State legislators and members of the University of Wyoming’s Board of Trustees came to a general consensus Monday that the university should construct a parking garage on the north side of Grand Avenue, between 10th and 11th streets.
That site already houses a parking lot, but members of the UW Housing Task Force — consisting of UW leaders, legislators and Laramie Mayor Joe Shumway — have eyed the location south of Old Main as a prime spot to place new parking. The construction of new dormitories along 15th Street is expected to eliminate the parking adjacent to the Wyoming Union.
The UW Housing Task Force, convened by the Legislature to oversee the construction of at least $300 million in new dorms, made plans Monday to vote in August on its recommendations for where the first two dorms should be placed.
Newly rehired Vice President for Administration Bill Mai has been tasked with, in the next two weeks, creating the first draft of what the task force will vote on in August.
Mai is working on an interim basis during the next 12 months.
Preliminary planning has the university expecting to begin demolition of Wyoming Hall in January. Construction of two new dorms, to be located on the site of Wyoming Hall and the metered parking immediately to the south, is expected to begin later in 2020.
The parking lot to the east of the union is expected to be the staging area for construction activities.
When the housing task force began meeting this year, its members quickly identified a parking garage as a top need for the university. The 2019 state law creating the financing scheme for dorms construction to proceed requires the university’s dorms overhaul to create a net increase in parking.

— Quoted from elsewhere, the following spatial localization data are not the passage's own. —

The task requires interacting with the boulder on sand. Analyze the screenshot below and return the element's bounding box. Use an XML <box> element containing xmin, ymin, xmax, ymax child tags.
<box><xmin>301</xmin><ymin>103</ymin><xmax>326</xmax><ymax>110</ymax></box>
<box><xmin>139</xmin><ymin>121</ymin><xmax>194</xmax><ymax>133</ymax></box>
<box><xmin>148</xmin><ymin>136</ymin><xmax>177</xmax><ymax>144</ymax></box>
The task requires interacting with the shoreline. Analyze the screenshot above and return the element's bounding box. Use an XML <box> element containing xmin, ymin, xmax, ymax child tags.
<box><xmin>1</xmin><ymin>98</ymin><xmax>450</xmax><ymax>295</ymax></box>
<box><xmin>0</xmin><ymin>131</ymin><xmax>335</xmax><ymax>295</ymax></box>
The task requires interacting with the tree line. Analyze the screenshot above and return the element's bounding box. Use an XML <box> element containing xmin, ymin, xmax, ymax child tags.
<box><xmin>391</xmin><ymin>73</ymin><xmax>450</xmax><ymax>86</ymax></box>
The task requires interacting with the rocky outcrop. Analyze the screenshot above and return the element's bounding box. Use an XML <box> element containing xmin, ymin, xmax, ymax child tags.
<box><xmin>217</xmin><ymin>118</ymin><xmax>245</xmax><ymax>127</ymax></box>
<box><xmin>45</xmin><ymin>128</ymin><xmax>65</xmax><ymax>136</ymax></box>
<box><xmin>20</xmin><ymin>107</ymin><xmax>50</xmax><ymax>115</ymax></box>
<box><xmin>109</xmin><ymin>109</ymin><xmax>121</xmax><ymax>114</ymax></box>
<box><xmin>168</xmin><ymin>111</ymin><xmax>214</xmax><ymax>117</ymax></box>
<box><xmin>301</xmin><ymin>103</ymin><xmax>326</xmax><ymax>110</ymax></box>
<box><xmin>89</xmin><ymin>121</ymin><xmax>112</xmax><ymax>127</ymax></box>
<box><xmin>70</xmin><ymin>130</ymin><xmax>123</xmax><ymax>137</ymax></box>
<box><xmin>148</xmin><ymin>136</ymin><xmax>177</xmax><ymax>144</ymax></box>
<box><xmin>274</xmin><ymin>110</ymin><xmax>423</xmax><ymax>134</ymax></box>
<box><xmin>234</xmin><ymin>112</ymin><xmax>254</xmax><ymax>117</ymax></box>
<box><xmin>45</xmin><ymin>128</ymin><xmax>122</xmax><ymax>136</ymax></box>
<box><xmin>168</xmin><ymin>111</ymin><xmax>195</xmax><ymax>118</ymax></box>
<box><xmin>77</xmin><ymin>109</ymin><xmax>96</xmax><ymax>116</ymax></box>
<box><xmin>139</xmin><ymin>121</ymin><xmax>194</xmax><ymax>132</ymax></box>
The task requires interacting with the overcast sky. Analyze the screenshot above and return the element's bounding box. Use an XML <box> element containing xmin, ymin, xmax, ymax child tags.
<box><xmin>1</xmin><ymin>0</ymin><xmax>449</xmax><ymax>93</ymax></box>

Originally, task force members considered the city block on the northwest corner of 15th and Bradley streets, where UW Police’s current building is, as the likely site for a parking garage.
UW Trustee John McKinley, who’s been the most vocal on the task force about the need for a parking garage, was adamant Monday that the university actually needs two garages.
“I think you need one on both the north and south side of campus,” McKinley said.
After discussion, the task force agreed to make the Grand Avenue parking garage the immediate priority.
Shumway said that plan is also convenient for the city, since a 2009 transportation plan calls for a reconstruction of Ivinsion Avenue, which Shumway noted could be tailored to take the garage traffic into account.
“It’s also a prime space for a parking structure for the purpose of linking the community with the university,” he said.
City staff have been asked to give a presentation at the task force’s August meeting about what impacts on traffic flow the garage could create.
Replacing the UW Police building with a parking garage has led to a proposal for the police department to be housed in either of the two parking garages slated for construction.
Task force members have noted parking garages can have a reputation of being unsafe and prone to criminal activity. Legislators cited safety concerns with the parking garage next to the Wyoming State Capitol in Cheyenne.
UW Police Chief Mike Samp said having the police department at the parking garage would “enhance that perceived safety and maybe the actual level of safety.”
“From a community service perspective, it makes perfect sense,” he said.
Samp said it would also benefit UW Police’s accessibility to the public if there were auxiliary offices elsewhere on campus. Legislators said that, even if the police headquarters are housed at the Grand Avenue garage, it could be prudent to have another police office at the 15th Street garage.
Rep. Bob Nicholas, R-Cheyenne, proposed Monday the UW Police building should be housed at the Grand Avenue location, with the entrance facing Ivinson Avenue.
UW Trustee Kermit Brown did express concern about how the parking garage would be paid for.
If UW were to issue bonds to pay for a 600-space, $15 million garage, the university would likely face annual debt service costs of $770,000.
UW staff estimated the university would need to triple to the price of parking passes if end-users were to cover the cost.
That would mean an annual parking pass for staff would cost $637.
“I don’t know who’s going to pay for that,” said Sen. Chris Rothfuss, D-Laramie.
McKinley suggested Monday that UW could ask for increased funding from the Legislature to pay for the parking garage.
“Exactly, that’s what I’m getting at,” Brown said.